Member of the Bangladesh Parliament for Patuakhali-2
- In office 1979–1986
- Preceded by: Shahjada Abdul Malek Khan
- Succeeded by: Humayun Kabir Hiru

Personal details
- Born: 2 October 1951 Barguna, Backergunge District, East Bengal
- Died: 29 June 1986 (aged 34) Postgraduate Hospital, Dhaka, Bangladesh
- Cause of death: Sudden Mysterious death. Cause unknown.
- Resting place: Barguna District, Bangladesh
- Party: Awami League

= Siddiqur Rahman (Patuakhali politician) =

Bangladeshi politician

Siddiqur Rahman (সিদ্দিকুর রহমান; 2 October 1951 – 29 June 1986) was a politician of Barguna District of Bangladesh and member of parliament for then Patuakhali-2 constituency, which currently is Barguna-1, in 1979. He was a freedom fighter in the 1971 independence war.

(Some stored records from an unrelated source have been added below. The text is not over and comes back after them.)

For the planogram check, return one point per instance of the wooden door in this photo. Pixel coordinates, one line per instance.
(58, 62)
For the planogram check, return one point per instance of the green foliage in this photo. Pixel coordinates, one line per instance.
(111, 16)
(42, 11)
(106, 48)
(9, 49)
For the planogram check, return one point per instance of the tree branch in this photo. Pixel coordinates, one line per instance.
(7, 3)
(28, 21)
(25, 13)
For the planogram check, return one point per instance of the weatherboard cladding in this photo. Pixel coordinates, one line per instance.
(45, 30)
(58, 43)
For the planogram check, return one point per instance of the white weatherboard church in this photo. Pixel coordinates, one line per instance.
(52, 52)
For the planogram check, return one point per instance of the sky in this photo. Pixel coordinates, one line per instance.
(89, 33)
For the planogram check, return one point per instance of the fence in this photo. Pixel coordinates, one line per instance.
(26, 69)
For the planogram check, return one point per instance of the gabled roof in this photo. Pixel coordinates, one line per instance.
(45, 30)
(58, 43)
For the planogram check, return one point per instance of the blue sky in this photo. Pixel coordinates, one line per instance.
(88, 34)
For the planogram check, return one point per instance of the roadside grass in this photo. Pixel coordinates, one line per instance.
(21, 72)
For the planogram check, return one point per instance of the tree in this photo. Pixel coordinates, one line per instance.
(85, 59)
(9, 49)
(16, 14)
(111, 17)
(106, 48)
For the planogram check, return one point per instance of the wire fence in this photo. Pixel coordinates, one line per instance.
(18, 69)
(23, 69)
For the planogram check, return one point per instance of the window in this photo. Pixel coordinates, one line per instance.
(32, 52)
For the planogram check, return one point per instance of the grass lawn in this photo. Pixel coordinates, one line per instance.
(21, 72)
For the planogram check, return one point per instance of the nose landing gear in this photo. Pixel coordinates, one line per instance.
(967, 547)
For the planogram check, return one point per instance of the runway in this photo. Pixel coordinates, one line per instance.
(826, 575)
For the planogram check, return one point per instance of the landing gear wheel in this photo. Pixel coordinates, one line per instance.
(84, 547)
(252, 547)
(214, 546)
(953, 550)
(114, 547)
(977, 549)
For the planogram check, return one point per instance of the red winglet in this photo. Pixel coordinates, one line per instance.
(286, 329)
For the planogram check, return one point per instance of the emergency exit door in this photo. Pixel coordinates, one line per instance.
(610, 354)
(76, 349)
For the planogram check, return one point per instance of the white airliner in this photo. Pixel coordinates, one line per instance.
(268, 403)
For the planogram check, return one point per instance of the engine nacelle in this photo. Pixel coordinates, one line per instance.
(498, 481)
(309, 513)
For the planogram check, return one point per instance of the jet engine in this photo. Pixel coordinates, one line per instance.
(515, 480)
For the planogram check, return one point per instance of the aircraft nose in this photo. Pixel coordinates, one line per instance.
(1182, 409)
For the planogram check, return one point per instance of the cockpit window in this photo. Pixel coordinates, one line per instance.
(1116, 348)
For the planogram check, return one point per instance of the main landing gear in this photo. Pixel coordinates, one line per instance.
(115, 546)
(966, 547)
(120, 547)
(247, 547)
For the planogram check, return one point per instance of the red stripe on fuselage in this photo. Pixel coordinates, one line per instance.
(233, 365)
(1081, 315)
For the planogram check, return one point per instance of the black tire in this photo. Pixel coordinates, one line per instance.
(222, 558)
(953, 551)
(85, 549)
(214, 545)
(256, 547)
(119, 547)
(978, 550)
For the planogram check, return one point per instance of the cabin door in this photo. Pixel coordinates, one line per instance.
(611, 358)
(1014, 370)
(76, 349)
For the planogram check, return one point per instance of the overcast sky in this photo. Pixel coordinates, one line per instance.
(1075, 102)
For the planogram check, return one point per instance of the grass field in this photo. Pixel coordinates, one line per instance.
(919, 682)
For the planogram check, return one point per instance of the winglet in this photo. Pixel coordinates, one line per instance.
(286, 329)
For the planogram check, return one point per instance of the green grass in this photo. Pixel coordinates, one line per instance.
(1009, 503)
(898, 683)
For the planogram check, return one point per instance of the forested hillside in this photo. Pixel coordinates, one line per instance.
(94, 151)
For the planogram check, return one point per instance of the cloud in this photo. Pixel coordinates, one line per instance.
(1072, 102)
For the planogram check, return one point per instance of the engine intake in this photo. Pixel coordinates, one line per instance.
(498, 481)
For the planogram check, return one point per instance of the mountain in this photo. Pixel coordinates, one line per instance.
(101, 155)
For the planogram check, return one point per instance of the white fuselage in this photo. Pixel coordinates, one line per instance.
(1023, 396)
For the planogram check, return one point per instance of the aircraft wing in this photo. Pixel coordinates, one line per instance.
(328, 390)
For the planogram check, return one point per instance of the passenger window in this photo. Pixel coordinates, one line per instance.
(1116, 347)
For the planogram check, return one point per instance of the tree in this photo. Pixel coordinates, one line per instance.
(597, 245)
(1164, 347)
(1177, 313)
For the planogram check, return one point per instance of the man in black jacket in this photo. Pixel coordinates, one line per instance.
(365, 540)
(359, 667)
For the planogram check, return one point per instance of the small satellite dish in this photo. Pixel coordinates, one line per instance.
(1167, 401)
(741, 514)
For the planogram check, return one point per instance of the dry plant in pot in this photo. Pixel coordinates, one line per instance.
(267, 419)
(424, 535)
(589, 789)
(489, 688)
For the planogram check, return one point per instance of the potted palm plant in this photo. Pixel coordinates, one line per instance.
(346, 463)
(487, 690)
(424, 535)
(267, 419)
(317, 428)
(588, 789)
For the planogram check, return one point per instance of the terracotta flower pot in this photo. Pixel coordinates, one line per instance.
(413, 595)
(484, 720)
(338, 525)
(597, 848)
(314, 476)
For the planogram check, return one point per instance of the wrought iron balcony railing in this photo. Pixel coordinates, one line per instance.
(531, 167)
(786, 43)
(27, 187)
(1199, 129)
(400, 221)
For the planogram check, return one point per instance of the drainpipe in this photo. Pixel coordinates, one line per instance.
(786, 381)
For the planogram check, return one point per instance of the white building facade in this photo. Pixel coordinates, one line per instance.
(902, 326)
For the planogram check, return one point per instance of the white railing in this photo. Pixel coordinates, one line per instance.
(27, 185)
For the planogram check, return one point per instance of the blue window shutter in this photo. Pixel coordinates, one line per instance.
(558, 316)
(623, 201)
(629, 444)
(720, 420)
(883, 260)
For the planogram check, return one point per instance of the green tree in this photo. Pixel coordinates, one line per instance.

== Early life and education ==
Siddiqur Rahman was born on 2 October 1951 to a Bengali Muslim family in the village of Roadpara in Barguna, Backergunge District, East Bengal, Dominion of Pakistan. He completed his matriculation from Nali Middle School, and his Intermediate of Arts and Bachelor of Arts from Patuakhali College, where he served as vice-president of its students union. His speech had a hypnotic power due to which he became a favorite of Sheikh Mujibur Rahman at a very young age.

==Career==
Siddiqur Rahman was president of the Chhatra League's Barguna branch from 1970 to 1971. He assisted Asmat Ali Sikder in organising the Barisailla freedom fighters for the Bangladesh Liberation War. When the armed liberation war started in Barguna subdivision and training started in every police station. The youth of Barguna started training with all the students of Chhatra League and Chhatra Union in the field and treasury field of Barguna police station. After 26 March, the Pak army attacked Barguna. Kills innocent people in prisons and brutally tortures women. Similarly, the Pakistani aggressors killed and tortured in other police stations. The freedom-loving youths organized at that time left the city and went into hiding and formed groups of freedom fighters under the leadership of Siddiqur Rahman in different areas. He led a group of freedom fighters in entering into West Bengal via the Sundarbans.

When the erstwhile subdivisional officer of Barguna, Sirajuddin Ahmad, organized resistance in Barguna Subdivision in protest against the Assassination of Sheikh Mujibur Rahman on August 15, 1975, Siddiqur Rahman prepared for armed conflict in cooperation with the Jatiya Rakkhi Bahini paramilitary force. He was arrested by the Government of Bangladesh shortly after for a long while. During the 1979 Bangladeshi general election, Siddiqur Rahman was elected to the Patuakhali-2 (Barguna-Betagi) constituency as an Awami League (Mizan) candidate.

== Death==
He died prematurely at Postgraduate Hospital, Dhaka on June 29, 1986 at 11 pm. He was buried in a public graveyard in Barguna.